While some children rebel against their alcoholic parent, others act out by taking on the role of parent. They may become excessively controlled and put pressure on themselves and others to overachieve. While this may result in school and career success, they often find that true happiness is elusive. Underlying emotional problems and resentment may surface in adulthood when the child realizes they were robbed of an authentic childhood.

10. Academic Problems

Studies show that children of an alcoholic parent tend to score lower on reading, verbal, and math tests. Low self-confidence, difficulty with communication and self-expression, and low parental expectations may be to blame.

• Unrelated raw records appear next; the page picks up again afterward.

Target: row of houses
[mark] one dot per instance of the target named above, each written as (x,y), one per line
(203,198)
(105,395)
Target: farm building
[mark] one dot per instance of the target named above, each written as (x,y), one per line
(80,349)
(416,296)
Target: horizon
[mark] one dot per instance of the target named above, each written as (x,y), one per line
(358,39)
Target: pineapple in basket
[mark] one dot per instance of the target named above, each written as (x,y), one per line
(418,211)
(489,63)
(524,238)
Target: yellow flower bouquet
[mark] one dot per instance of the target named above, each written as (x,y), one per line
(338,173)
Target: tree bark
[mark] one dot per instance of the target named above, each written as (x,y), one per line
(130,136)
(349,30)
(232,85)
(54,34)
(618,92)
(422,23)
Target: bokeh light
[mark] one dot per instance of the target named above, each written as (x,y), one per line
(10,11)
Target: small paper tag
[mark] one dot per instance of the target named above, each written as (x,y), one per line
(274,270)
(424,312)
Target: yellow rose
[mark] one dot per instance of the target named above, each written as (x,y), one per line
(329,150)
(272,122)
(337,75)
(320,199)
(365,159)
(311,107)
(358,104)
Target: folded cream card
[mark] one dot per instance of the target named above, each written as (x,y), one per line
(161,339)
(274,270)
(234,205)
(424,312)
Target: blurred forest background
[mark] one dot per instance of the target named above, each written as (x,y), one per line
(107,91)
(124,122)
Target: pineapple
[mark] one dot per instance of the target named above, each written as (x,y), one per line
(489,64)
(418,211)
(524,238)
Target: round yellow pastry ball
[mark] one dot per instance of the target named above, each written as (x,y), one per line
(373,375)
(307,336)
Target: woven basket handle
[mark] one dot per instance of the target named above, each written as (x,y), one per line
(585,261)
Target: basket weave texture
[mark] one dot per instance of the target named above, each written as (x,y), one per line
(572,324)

Children dealing with strong emotions, such as anger, embarrassment, and sadness may find it difficult to concentrate in school. If their parents aren’t conveying the importance of education at home, children may lose motivation and begin skipping classes or failing at school. Some may even do so in an effort to get the attention they need from their parent.

You Are Not Alone

Parents who drink are often blind to the dysfunctional home they’ve created. Or you may understand the harm you’re doing, but feel powerless to stop drinking.

Children need their parents to be positive role models who are supportive, trustworthy, and emotionally available. While in the past you may not have been the parent you want to be, life is full of second chances. Encourage your child to get involved in counseling and support groups such as Alateen, and get help for yourself from an alcohol treatment program.